Via Makris Group, the Greek Australian property developer and investor is expecting about $200 million from the deals.
The listings come five months after the businessman offloaded another retail investment, Newton Village, 11 kilometres north east of the city, for c$35m to Parramatta-based Revelop.
CBRE’s Simon Rooney and James Douglas are representing Mr Makris this time around.
The latest offerings: City Cross and North Adelaide Village
City Cross Shopping Centre is the priciest of the complexes to hit the market.
With frontage to Rundle Mall and Grenfell Street, the latter a white-collar employment hub, it contains 10,512 sqm of lettable area configured with 57 specialty stores and larger spaces for anchor tenants Australia Post, Harvey Norman and Rebel Sport.
It has significant development upside – offices, apartments and tourist accommodation mooted as possibilities for the airspace (story continues below).
“The existing centre services an expansive metropolitan trade area population of over one million, a worker population of 117,600 and a visitor market of over eight million per annum,” Mr Rooney said.
Makris Group also today listed the North Adelaide Village Shopping Centre, three kilometres away.
In the affluent North Adelaide, 85-87 O’Connell Street is near the redeveloped Adelaide Oval and revitalised Riverbank precinct.
The main trade catchment population here, the marketing agent added, is set to rise 1.4pc pa until 2036, which is close to twice the Adelaide metropolitan average.

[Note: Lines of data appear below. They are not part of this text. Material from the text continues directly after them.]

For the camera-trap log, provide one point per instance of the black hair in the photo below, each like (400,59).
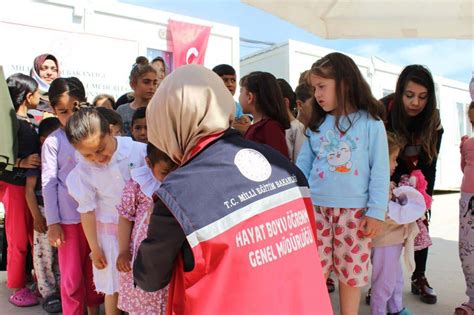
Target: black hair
(424,126)
(224,69)
(287,93)
(155,155)
(269,100)
(72,85)
(109,97)
(139,68)
(19,86)
(140,113)
(47,126)
(85,123)
(112,117)
(303,92)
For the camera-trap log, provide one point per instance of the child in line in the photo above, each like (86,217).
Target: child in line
(295,134)
(229,76)
(45,256)
(114,119)
(261,97)
(466,216)
(25,95)
(135,209)
(143,81)
(304,103)
(64,223)
(399,230)
(97,183)
(139,130)
(104,100)
(346,163)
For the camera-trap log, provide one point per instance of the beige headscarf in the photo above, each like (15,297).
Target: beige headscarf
(191,103)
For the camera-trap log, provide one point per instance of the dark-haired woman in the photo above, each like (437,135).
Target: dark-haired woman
(64,223)
(412,114)
(45,70)
(143,81)
(25,95)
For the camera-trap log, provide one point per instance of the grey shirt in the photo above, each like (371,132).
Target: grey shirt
(126,112)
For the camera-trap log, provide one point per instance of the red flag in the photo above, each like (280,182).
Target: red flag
(189,42)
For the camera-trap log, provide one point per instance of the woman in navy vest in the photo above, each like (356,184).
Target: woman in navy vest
(232,229)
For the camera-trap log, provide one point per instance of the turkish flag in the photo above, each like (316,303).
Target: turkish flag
(189,42)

“The centre benefits from a diverse tenancy mix and a focus on convenience, lifestyle, service and fresh food,” Mr Rooney said.
“It is anchored by a strong performing Romeo’s Foodland on a…lease until 2033 with a further 25 year option, alongside a Goodlife Gym, 34 specialty tenants and four office[s]”.
North Adelaide Village also has development upside, occupying a corner block which could allow for six-storey structures.